Estes bancos também contribuem para a redução da fome, mas com limitações, reconheceu. Para erradicar a fome são necessários empregos e “políticas públicas reais e não populistas”, com responsabilidade fiscal e sem concentração de renda, afirmou como economista.
Além da arrecadação e distribuição de alimentos, a OBA atua na educação nutricional e na disseminação do conhecimento, que chama de conscientização, para evitar o desperdício e mudar as condições que geram a fome.
Também o Serviço Social do Comércio (SESC), entidade ligada a empresas comerciais mas com recursos públicos, criou seus bancos de alimentos na rede conhecida como Sesc Mesa Brasil. Sua atuação começou em 1994 apenas em São Paulo, mas depois se espalhou por esse país de dimensões continentais.
Hoje conta com 95 “bancos”, que já distribuíram mais de 770 mil toneladas de alimentos a dois milhões de pessoas, segundo o seu site institucional.
Outras iniciativas utilizam plataformas digitais para conectar entidades onde os alimentos são excedentes ou deteriorados e organizações sociais que atendem a população carente de alimentos nutritivos.
O Connecting Food, assim chamado em inglês por ser um serviço internacional, promove esse vínculo, além de apoiar empresas e projetos de combate ao desperdício.

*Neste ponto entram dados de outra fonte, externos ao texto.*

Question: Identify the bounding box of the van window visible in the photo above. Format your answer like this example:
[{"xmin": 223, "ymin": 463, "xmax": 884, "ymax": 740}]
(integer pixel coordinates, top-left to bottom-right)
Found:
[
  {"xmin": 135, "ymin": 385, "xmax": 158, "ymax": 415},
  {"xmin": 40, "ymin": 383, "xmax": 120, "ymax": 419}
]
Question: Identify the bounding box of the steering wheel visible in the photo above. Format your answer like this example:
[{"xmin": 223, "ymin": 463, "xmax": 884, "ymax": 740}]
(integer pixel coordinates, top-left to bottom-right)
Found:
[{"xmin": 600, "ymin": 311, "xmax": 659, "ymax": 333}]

Informa que no Brasil já atendeu 644 organizações da sociedade civil em 321 cidades e complementou 30,5 milhões de refeições.
Na luta brasileira contra a fome, destaca-se a Ação Cidadã, organização e movimento social que nasceu da campanha contra a fome liderada pelo sociólogo Herbert de Souza, falecido em 1997, que mobilizou multidões e comitês em todo o Brasil a partir de 1993. .
Em 1993 falava-se da existência de 32 milhões de brasileiros submetidos à fome.
A Ação distribuiu milhões de toneladas de alimentos e influenciou diretamente as políticas públicas que tiraram o Brasil do “mapa da fome” da Organização das Nações Unidas para Agricultura e Alimentação (FAO) entre 2014 e 2022.
La Acción também criou o seu banco alimentar há 10 meses, mas como parte de um conjunto de “equipas” que constituem um centro de articulação de diversas iniciativas que procuram promover um “ecossistema alimentar” sustentável, com soberania e nutrição adequada para todos, ele explicou Julia Schuback, coordenadora da área do projeto.
Além do banco, operam na sede da Ação, no Rio de Janeiro, uma cozinha solidária que distribui diariamente mil refeições para pessoas em situação de vulnerabilidade, principalmente em situação de rua, duas hortas urbanas e uma escola de gastronomia.
O objetivo é criar este “centro combinado” de combate à fome e “uso integral dos alimentos” em oito dos 26 estados brasileiros, explicou Schuback à IPS. Além de promover a agricultura familiar, políticas públicas, alimentação saudável e novas lideranças estão entre os objetivos mais amplos da Ação.